RE: Perform streaming logical transactions by background workers and parallel apply - Mailing list pgsql-hackers

From houzj.fnst@fujitsu.com
Subject RE: Perform streaming logical transactions by background workers and parallel apply
Date
Msg-id OS0PR01MB5716C663C85687E76672327094FD9@OS0PR01MB5716.jpnprd01.prod.outlook.com
Whole thread Raw
In response to Re: Perform streaming logical transactions by background workers and parallel apply  (Amit Kapila <amit.kapila16@gmail.com>)
Responses Re: Perform streaming logical transactions by background workers and parallel apply  (Peter Smith <smithpb2250@gmail.com>)
Re: Perform streaming logical transactions by background workers and parallel apply  (Masahiko Sawada <sawada.mshk@gmail.com>)
Re: Perform streaming logical transactions by background workers and parallel apply  (Peter Smith <smithpb2250@gmail.com>)
List pgsql-hackers
On Thursday, January 12, 2023 7:08 PM Amit Kapila <amit.kapila16@gmail.com> wrote:
> 
> On Thu, Jan 12, 2023 at 4:21 PM shveta malik <shveta.malik@gmail.com> wrote:
> >
> > On Thu, Jan 12, 2023 at 10:34 AM Amit Kapila <amit.kapila16@gmail.com>
> wrote:
> > >
> > > On Thu, Jan 12, 2023 at 9:54 AM Peter Smith <smithpb2250@gmail.com>
> wrote:
> > > >
> > > >
> > > > doc/src/sgml/monitoring.sgml
> > > >
> > > > 5. pg_stat_subscription
> > > >
> > > > @@ -3198,11 +3198,22 @@ SELECT pid, wait_event_type, wait_event
> > > > FROM pg_stat_activity WHERE wait_event i
> > > >
> > > >       <row>
> > > >        <entry role="catalog_table_entry"><para
> > > > role="column_definition">
> > > > +       <structfield>apply_leader_pid</structfield>
> <type>integer</type>
> > > > +      </para>
> > > > +      <para>
> > > > +       Process ID of the leader apply worker, if this process is a apply
> > > > +       parallel worker.
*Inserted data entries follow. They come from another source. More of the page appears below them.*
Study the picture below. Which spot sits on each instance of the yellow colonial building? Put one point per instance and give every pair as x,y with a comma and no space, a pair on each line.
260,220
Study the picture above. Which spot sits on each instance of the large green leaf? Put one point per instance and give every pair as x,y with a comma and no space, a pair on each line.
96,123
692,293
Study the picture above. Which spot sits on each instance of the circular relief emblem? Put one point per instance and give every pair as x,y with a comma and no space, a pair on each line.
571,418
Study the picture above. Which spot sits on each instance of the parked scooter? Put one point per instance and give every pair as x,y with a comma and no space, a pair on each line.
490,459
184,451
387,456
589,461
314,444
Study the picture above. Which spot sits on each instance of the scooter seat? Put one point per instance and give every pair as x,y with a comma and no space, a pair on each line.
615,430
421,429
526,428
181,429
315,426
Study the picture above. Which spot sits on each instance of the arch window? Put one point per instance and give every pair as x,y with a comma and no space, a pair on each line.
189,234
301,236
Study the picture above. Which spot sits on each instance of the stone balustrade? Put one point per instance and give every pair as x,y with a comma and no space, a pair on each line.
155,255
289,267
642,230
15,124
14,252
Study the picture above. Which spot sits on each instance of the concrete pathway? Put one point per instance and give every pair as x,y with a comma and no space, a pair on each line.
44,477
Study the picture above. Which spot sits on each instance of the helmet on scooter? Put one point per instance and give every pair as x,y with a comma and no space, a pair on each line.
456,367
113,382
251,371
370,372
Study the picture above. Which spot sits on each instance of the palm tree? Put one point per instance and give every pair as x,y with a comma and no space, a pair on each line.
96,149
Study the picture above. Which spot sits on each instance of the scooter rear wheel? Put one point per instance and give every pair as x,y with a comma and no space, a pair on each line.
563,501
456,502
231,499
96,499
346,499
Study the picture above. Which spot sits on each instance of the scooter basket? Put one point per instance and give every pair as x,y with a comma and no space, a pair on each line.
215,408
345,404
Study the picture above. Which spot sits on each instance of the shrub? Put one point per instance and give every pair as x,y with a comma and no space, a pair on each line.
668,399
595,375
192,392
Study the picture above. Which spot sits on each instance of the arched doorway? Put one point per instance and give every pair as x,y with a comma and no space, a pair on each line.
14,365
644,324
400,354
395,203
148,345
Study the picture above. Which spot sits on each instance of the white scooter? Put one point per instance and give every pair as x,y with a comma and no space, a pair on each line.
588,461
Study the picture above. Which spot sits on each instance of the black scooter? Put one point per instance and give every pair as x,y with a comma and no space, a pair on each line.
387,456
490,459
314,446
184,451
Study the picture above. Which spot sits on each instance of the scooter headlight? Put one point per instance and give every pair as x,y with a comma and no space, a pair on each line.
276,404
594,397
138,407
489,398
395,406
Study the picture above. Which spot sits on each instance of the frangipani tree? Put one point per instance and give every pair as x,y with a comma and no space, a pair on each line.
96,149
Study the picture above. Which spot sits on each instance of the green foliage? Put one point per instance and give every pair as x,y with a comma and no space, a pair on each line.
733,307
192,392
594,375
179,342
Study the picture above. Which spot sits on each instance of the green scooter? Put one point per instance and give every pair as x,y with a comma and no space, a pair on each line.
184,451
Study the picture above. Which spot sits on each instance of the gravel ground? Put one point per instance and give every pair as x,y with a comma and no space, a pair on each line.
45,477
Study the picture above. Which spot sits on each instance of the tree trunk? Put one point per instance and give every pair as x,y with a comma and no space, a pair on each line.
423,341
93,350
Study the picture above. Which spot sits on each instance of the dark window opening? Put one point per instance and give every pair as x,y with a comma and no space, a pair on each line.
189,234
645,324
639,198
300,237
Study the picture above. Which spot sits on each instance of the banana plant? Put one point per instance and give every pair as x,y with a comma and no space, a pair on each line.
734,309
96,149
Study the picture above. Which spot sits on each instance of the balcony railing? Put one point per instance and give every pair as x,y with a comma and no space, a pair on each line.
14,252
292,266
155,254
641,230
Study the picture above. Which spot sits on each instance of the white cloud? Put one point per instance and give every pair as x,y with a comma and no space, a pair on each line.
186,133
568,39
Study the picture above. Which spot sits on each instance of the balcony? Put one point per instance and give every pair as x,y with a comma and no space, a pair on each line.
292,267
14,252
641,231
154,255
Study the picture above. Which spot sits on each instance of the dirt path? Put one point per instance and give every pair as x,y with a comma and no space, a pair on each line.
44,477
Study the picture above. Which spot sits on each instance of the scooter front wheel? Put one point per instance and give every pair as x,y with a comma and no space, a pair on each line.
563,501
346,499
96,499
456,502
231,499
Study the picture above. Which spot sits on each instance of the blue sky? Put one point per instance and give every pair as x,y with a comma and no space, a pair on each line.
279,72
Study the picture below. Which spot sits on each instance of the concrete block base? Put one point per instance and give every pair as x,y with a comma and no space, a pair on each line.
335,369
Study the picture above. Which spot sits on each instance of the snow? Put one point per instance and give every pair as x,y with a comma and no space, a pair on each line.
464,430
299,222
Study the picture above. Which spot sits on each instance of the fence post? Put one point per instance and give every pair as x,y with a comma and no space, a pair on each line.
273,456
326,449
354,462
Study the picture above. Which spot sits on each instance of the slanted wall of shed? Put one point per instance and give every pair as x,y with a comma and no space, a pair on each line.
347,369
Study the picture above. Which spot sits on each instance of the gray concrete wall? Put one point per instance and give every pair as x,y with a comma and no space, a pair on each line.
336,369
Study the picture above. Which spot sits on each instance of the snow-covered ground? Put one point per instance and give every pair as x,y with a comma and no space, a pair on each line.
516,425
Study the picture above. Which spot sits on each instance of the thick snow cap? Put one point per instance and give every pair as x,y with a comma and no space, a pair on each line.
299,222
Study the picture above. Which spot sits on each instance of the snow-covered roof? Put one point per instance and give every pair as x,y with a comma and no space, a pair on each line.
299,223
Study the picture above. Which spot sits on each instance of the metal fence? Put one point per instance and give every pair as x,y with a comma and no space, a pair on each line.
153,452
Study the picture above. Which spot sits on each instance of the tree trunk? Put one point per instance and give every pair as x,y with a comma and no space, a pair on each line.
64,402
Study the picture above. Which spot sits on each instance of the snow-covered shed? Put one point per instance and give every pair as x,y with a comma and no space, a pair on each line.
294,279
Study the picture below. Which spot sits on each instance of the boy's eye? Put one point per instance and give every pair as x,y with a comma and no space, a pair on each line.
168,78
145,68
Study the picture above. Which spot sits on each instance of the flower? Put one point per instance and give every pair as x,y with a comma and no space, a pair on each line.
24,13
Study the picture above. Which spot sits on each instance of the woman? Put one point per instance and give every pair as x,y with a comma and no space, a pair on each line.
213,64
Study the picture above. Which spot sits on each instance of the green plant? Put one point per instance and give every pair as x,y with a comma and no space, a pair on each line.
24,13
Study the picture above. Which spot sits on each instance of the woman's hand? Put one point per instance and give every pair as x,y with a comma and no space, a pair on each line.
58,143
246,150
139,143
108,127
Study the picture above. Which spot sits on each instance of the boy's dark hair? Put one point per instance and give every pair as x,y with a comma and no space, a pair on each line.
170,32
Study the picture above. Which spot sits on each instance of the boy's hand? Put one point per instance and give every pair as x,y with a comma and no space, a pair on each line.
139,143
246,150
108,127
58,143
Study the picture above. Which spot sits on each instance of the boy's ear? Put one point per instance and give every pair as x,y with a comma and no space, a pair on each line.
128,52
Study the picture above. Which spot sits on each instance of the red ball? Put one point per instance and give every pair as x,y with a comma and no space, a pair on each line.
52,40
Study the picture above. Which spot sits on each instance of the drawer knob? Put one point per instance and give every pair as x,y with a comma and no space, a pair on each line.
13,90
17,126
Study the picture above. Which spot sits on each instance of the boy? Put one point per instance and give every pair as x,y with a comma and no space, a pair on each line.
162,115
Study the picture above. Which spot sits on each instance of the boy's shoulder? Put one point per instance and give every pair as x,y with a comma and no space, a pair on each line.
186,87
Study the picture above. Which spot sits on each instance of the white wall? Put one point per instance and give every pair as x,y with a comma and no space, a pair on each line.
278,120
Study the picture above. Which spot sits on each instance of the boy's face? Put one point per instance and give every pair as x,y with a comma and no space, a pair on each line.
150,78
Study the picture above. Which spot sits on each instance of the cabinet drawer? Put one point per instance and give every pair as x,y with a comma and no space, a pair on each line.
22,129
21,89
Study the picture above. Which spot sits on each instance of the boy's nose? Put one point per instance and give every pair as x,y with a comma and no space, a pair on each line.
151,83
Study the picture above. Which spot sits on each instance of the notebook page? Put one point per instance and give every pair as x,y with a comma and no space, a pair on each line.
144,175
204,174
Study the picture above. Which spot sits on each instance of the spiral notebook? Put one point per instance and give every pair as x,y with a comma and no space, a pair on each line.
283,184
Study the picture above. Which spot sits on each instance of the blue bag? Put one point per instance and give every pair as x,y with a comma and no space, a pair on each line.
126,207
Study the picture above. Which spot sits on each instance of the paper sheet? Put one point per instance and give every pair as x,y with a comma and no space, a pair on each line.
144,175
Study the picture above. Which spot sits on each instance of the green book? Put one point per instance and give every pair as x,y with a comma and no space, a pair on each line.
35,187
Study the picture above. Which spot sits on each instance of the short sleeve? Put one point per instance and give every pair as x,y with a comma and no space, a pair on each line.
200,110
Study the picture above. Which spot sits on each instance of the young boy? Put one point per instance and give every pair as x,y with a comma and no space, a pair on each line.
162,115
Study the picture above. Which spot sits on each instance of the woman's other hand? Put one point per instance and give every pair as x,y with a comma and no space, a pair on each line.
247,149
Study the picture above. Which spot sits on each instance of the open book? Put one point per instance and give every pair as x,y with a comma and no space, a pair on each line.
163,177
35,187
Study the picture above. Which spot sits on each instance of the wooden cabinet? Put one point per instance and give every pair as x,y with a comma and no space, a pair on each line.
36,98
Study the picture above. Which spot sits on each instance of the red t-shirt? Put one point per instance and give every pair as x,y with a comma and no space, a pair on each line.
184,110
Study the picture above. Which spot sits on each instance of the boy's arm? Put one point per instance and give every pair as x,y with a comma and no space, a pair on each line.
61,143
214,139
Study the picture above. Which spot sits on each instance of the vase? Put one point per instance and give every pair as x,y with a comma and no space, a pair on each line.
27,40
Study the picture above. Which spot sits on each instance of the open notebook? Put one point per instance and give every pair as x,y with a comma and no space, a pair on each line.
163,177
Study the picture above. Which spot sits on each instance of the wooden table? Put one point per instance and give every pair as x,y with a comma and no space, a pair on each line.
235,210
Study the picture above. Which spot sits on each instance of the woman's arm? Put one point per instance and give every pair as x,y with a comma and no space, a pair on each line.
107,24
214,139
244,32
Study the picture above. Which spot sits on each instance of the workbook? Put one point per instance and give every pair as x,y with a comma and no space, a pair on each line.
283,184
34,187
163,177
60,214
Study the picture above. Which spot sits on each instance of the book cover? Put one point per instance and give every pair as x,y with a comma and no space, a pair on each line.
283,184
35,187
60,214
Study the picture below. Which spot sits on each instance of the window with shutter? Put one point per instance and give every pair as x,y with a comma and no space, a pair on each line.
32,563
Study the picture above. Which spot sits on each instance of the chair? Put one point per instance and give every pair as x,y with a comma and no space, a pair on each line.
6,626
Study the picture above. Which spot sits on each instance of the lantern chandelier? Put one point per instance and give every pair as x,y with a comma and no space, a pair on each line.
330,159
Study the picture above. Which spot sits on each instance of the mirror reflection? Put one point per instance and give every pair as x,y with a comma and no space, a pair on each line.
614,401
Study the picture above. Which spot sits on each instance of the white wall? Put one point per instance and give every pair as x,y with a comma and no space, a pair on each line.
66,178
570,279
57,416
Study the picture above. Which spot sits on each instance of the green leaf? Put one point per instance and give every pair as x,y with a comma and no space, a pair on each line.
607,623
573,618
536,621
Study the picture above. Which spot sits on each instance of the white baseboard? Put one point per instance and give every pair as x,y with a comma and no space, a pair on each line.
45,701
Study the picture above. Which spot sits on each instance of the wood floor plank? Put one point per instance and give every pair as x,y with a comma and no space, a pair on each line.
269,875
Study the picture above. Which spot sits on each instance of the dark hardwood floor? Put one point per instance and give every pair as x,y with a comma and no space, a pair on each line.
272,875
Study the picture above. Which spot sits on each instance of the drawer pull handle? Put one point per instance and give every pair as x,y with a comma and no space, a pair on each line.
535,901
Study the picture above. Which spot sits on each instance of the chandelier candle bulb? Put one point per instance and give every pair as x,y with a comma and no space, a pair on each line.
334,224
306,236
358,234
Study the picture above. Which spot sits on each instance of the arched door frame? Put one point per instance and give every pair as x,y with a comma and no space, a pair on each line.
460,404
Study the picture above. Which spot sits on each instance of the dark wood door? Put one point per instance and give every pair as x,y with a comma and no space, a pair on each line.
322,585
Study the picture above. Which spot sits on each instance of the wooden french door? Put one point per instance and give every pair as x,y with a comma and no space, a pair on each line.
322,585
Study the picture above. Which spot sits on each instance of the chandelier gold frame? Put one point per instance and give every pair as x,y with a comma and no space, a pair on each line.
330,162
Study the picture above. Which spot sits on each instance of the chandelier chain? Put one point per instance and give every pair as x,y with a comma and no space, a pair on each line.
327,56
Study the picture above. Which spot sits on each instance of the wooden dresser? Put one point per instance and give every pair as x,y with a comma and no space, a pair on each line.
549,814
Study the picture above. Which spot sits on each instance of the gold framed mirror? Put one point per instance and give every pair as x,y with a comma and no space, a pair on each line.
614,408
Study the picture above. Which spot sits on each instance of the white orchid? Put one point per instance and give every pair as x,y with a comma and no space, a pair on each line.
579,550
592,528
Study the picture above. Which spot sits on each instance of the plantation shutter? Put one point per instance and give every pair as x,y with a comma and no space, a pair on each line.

NULL if this process is a leader apply worker or a
> > > > +       synchronization worker.
> > > > +      </para></entry>
> > > > +     </row>
> > > > +
> > > > +     <row>
> > > > +      <entry role="catalog_table_entry"><para
> > > > + role="column_definition">
> > > >         <structfield>relid</structfield> <type>oid</type>
> > > >        </para>
> > > >        <para>
> > > >         OID of the relation that the worker is synchronizing; null for the
> > > > -       main apply worker
> > > > +       main apply worker and the parallel apply worker
> > > >        </para></entry>
> > > >       </row>
> > > >
> > > > 5a.
> > > >
> > > > (Same as general comment #1 about terminology)
> > > >
> > > > "apply_leader_pid" --> "leader_apply_pid"
> > > >
> > >
> > > How about naming this as just leader_pid? I think it could be
> > > helpful in the future if we decide to parallelize initial sync (aka
> > > parallel
> > > copy) because then we could use this for the leader PID of parallel
> > > sync workers as well.
> > >
> > > --
> >
> > I still prefer leader_apply_pid.
> > leader_pid does not tell which 'operation' it belongs to. 'apply'
> > gives the clarity that it is apply related process.
> >
> 
> But then do you suggest that tomorrow if we allow parallel sync workers then
> we have a separate column leader_sync_pid? I think that doesn't sound like a
> good idea and moreover one can refer to docs for clarification.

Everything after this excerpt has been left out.